One of his hands broke through. He could feel the sun and wind. Dirt and powdery, rotted leaves filled his mouth and eyes and he couldn't breathe. "Blair." It was barely a whisper. A tree root trapped his shoulder and one arm and he couldn't move. "Chief."
"Mr. Sandburg!" He heard the voices as a distant buzz as he passed out. "Over here."
Blair ran through the underbrush toward the voices. The rangers were frantically digging with folding shovels and with their hands.
"Pull him out." One shouted, waving an oxygen mask. "Help me get this on him."
Blair arrived just as Jim's body -- "Oh God, Please, he's not dead" -- out of the ground. "Jim!" Blair dropped to his knees and help ease the broad shoulders to the ground.
"He's not breathing." The paramedic turned Jim's head and cleared his mouth.
Blair touched his friend's head. He could hear others arrive and felt them push him aside. But he could only concentrate on Jim. Was this what it was like? When Jim pulled him out of the fountain?
"Don't go Jim." Blair forced his voice to be calm. It was the voice Jim listened to best. "Don't let go. You can't leave me now. Jim! Breathe, now."
"We have a pulse." A female voice shouted. "Let's get him to the hospital."
Then they were gone. Blair had to steady himself for a moment before he could follow.

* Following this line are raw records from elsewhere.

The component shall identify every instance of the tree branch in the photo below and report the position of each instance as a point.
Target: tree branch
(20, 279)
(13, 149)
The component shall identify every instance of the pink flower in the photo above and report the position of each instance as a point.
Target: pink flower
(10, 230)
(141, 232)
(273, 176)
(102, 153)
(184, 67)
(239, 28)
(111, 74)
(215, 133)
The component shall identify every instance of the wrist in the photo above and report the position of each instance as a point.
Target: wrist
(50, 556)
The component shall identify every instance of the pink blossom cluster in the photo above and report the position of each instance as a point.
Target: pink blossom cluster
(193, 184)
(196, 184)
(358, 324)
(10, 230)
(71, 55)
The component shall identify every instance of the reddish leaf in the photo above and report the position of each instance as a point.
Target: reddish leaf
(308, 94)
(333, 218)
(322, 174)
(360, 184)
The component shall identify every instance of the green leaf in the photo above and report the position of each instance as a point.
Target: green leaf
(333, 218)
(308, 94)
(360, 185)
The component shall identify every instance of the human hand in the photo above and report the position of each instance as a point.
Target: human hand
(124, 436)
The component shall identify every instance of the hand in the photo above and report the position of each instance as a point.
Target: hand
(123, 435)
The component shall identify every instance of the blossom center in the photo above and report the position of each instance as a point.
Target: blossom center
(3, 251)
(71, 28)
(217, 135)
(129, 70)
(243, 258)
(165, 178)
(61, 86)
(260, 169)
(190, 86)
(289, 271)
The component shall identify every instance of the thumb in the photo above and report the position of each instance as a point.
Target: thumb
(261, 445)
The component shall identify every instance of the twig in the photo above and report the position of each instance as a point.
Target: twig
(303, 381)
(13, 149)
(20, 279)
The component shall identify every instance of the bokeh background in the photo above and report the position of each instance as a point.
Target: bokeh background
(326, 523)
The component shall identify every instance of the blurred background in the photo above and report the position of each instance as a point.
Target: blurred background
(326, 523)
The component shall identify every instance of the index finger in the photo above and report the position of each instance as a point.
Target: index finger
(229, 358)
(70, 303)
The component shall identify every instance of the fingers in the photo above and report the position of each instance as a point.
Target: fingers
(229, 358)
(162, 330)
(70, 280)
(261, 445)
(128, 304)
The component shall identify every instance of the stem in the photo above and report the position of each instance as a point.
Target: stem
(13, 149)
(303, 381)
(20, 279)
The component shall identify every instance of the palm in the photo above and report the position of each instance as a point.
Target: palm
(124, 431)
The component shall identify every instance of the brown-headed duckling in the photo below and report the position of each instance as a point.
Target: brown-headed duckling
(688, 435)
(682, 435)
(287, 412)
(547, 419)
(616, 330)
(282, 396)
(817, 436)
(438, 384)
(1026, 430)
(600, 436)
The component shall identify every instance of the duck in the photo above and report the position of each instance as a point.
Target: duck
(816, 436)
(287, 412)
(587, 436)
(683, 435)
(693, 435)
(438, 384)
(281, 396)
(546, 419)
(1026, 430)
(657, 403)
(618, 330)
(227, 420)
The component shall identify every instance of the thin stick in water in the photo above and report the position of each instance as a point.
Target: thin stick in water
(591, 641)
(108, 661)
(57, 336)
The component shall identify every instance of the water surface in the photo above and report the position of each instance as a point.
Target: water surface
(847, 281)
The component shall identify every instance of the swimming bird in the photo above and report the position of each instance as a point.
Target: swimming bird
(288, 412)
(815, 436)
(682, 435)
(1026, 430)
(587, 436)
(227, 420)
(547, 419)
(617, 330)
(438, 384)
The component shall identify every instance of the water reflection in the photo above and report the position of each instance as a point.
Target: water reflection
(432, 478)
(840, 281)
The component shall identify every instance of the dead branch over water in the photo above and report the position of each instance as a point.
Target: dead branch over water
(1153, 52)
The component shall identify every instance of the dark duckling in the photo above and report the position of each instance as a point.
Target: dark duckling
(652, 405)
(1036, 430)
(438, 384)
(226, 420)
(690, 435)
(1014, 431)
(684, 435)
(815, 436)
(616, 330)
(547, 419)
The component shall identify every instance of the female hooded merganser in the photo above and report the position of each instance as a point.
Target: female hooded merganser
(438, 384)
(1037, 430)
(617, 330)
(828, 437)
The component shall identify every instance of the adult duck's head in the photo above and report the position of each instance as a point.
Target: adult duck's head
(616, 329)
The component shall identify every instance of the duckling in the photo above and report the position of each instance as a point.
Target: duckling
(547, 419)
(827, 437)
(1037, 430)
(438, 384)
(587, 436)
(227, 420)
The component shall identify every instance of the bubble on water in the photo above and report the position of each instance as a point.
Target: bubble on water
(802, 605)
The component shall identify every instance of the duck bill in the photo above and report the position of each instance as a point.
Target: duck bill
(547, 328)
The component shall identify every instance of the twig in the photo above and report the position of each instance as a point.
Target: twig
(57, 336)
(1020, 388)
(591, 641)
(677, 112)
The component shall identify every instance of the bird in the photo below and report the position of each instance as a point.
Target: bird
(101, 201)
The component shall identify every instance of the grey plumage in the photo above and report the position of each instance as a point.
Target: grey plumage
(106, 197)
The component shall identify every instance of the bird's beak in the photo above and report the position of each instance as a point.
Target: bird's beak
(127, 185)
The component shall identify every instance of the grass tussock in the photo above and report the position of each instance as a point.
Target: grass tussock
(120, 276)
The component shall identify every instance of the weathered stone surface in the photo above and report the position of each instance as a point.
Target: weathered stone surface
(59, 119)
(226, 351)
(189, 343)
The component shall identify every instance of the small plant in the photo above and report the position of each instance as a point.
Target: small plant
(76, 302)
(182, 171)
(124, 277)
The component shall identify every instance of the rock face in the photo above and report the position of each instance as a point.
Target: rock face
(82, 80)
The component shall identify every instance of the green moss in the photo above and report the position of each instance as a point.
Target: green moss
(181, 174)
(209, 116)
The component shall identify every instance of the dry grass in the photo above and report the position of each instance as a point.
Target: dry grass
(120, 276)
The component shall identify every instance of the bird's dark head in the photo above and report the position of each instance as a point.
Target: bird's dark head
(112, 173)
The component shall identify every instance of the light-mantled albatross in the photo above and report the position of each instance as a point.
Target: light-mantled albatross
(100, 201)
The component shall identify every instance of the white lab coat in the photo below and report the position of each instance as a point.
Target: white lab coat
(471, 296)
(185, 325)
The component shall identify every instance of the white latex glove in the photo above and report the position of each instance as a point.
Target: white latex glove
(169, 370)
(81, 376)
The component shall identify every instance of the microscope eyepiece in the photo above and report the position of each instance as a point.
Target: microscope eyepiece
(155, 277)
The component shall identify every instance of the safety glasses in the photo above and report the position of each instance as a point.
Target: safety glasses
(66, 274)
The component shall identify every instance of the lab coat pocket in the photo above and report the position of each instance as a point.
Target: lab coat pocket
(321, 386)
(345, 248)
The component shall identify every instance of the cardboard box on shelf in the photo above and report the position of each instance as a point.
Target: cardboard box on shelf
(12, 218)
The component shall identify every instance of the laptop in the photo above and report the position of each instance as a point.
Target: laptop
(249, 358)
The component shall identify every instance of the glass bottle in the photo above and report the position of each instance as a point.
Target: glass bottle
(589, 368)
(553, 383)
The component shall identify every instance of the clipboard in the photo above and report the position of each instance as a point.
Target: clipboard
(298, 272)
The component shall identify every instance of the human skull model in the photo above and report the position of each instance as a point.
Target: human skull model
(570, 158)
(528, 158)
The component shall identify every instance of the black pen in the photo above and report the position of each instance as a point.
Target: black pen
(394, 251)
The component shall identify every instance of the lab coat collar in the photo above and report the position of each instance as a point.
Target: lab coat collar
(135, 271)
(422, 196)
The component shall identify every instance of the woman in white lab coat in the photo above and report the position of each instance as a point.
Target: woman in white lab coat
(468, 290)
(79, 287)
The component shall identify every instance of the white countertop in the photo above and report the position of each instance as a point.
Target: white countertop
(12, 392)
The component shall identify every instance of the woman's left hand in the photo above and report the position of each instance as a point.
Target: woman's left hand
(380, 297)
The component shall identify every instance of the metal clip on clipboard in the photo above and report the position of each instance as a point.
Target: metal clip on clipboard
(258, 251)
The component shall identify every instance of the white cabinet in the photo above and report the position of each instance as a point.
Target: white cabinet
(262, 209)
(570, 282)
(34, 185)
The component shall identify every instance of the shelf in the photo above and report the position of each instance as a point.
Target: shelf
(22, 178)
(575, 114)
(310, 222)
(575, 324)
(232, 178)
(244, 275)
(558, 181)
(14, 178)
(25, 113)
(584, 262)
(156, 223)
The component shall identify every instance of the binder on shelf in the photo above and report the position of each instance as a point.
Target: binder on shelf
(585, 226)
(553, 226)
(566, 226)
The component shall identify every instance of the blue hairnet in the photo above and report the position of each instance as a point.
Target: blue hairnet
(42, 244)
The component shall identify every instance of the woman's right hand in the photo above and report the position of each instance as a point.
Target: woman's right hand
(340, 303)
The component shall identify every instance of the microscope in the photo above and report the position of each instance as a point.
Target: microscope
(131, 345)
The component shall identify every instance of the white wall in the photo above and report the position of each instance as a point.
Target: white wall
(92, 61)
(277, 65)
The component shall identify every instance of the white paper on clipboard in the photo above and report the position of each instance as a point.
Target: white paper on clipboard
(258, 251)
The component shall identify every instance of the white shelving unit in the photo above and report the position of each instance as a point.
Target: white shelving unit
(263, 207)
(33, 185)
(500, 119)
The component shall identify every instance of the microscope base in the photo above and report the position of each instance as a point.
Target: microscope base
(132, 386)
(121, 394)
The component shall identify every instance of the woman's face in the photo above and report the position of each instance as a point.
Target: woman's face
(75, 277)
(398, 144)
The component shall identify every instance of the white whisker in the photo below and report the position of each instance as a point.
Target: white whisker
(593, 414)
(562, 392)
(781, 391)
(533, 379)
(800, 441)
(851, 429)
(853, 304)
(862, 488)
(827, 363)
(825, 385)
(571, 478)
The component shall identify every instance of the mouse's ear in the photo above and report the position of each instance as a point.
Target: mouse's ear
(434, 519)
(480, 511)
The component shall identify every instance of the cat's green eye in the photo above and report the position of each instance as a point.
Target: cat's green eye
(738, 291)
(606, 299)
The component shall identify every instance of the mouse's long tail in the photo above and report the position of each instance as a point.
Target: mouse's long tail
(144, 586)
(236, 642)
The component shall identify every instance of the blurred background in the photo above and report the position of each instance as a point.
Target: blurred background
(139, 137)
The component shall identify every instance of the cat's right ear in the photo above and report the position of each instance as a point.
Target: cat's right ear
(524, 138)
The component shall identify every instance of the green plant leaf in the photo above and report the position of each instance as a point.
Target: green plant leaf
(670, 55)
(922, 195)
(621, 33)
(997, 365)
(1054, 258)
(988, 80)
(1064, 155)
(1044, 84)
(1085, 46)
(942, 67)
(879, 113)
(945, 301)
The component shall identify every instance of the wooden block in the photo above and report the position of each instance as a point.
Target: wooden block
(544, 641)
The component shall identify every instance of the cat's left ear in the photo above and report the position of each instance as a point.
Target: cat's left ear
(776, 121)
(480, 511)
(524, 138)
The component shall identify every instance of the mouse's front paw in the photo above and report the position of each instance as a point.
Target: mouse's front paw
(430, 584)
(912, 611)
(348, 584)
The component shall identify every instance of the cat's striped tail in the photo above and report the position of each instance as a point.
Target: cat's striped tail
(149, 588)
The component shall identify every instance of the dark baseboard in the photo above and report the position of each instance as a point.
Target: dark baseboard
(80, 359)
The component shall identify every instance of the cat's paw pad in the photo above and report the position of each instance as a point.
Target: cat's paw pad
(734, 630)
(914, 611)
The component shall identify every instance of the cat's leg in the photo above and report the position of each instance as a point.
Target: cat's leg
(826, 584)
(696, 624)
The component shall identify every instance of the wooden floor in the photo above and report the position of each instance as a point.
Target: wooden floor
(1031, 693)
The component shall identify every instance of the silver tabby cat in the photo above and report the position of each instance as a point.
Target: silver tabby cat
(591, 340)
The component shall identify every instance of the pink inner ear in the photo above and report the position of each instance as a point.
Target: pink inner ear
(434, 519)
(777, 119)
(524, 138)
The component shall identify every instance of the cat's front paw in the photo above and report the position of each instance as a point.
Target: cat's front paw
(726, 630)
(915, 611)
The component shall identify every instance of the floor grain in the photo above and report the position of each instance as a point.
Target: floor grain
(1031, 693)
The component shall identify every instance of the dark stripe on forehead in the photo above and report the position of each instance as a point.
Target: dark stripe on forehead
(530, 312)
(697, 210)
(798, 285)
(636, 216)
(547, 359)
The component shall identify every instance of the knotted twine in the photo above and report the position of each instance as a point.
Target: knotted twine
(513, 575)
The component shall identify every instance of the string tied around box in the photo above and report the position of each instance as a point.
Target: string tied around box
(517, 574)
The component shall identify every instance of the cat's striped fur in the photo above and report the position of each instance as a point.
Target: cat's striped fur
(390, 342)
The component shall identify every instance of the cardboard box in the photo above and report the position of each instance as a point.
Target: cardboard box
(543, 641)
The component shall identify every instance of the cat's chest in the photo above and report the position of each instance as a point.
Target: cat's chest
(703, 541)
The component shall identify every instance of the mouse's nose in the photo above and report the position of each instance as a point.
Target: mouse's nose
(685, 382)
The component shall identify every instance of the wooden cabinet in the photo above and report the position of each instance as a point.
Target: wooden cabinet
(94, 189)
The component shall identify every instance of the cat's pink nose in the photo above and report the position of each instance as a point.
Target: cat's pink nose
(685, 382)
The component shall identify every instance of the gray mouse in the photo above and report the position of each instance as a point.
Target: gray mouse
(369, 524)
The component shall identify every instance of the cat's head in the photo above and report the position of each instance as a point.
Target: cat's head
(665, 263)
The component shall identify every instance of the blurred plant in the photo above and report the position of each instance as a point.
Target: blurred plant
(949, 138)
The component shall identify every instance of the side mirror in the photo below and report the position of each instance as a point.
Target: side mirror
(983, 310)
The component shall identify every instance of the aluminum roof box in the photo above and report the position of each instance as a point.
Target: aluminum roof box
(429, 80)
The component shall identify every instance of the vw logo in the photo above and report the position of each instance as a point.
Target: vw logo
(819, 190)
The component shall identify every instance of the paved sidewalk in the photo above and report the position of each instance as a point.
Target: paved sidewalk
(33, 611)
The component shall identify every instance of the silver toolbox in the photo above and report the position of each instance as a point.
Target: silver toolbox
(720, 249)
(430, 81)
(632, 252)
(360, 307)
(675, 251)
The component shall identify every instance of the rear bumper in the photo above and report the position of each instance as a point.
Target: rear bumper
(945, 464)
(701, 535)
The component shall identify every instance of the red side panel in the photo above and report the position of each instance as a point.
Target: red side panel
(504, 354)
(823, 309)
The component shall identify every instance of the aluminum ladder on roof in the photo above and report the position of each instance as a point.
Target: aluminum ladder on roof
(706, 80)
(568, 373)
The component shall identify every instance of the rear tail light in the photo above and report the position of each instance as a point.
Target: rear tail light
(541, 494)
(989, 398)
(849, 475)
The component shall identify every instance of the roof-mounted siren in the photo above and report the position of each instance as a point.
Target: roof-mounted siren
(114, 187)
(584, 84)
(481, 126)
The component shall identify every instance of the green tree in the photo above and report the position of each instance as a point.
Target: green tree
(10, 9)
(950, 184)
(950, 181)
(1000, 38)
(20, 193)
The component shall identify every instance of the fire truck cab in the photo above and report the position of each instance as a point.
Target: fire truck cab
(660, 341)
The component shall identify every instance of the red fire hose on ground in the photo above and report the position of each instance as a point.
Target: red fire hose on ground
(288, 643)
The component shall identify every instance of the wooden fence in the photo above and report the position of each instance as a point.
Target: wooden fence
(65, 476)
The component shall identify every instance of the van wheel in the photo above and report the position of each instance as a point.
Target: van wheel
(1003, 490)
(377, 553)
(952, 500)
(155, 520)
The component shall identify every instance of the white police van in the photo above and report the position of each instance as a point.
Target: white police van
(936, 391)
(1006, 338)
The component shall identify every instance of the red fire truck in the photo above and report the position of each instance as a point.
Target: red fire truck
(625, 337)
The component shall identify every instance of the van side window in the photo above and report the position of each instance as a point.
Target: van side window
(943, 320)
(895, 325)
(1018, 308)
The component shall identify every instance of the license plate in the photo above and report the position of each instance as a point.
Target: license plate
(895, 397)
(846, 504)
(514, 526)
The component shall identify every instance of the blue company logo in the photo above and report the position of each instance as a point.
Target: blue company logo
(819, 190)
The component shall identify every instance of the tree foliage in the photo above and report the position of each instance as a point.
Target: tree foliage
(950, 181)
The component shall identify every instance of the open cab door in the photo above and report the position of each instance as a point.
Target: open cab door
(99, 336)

Blair talked until his voice was gone and then he whispered. Jim still didn't wake up. The doctors said things like coma, oxygen deprivation and possible brain damage. Blair didn't buy it. He knew first hand that Jim had extraordinary healing ability. A Sentinel Thing, as Simon called it.
Still, as days went by, he became more concerned. "Wake up. It's time."
He'd said it a thousand times but this time Jim's fingers moved. A slit of icy blue glared at him through dark lashes.
"Jim? Are you okay?"
"No," The voice was weak but the sarcastic tone was all Jim. Blair pressed the call button without looking away from the patient.
"You remember what happened?"
Jim closed his eyes and was silent for a long moment. "You and Annie... you didn't go into that cave did you?"
"Well... yeah."
"I followed you and the cave fell on me, didn't it?"
"Yeah." Blair whispered. "Is that all you remember?"
"You were telling me not to go somewhere."
"Glad you didn't." Blair sniffled and scuffed at his eyes as the room was invaded by doctors and nurses.
Blair reached into his pocket and took out the glass circle that he'd found in Jim's pocket. The photograph inside was almost holographic. He tipped it and studied the four people. He wondered if Jim remembered who they were? He wondered if he should ask but decided to wait for a while.
After all, they had plenty of time. Blair smiled and closed his eyes. All the time in the world.